Mr. Murarka submitted that the assessee has duly discharged his burden by proving that it has always maintained a distinction between the investment and the stock-in-trade. The Revenue was not in a position to find any fault with the evidence adduced by the assessee. He submitted that the Tribunal in the circumstances had no option, but to dismiss the appeal.”

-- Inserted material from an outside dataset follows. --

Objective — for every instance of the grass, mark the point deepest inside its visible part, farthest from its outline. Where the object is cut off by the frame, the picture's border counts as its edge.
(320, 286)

Further, we may refer to the finding of the Tribunal in assessee’s on case for the A.Y 2006-07 and relevant portion at para no. 8, which is reproduced herein below:-
“8. After hearing the rival submissions and on careful perusal of the materials available on record, keeping in view of the fact that the assessee has shown the shares as well as the units of the mutual fund as investments since from the inception and further declared the income from sale of such shares either long- term capital gains or short-term capital gains depending upon the period of holding, we find no justification on the part of the AO to treat the short-term capital gains arising to the assessee as business income, though the said shares of units of the mutual funds are shown by the assessee as investment. Therefore, we find no infirmity in the orders of the Ld. CIT(A) in directing the AO to treat the short-term capital gains instead of business income. “ 9. In view of our above discussion and the findings of the Hon’ble High Court in the case of supra and the Tribunal in assessee’s own case for the A.Y 2006-07, we find that the CIT-A was justified in treating the net profit on purchase and sale of shares as short term capital gain. Therefore, the ground raised by the revenue on this issue is dismissed.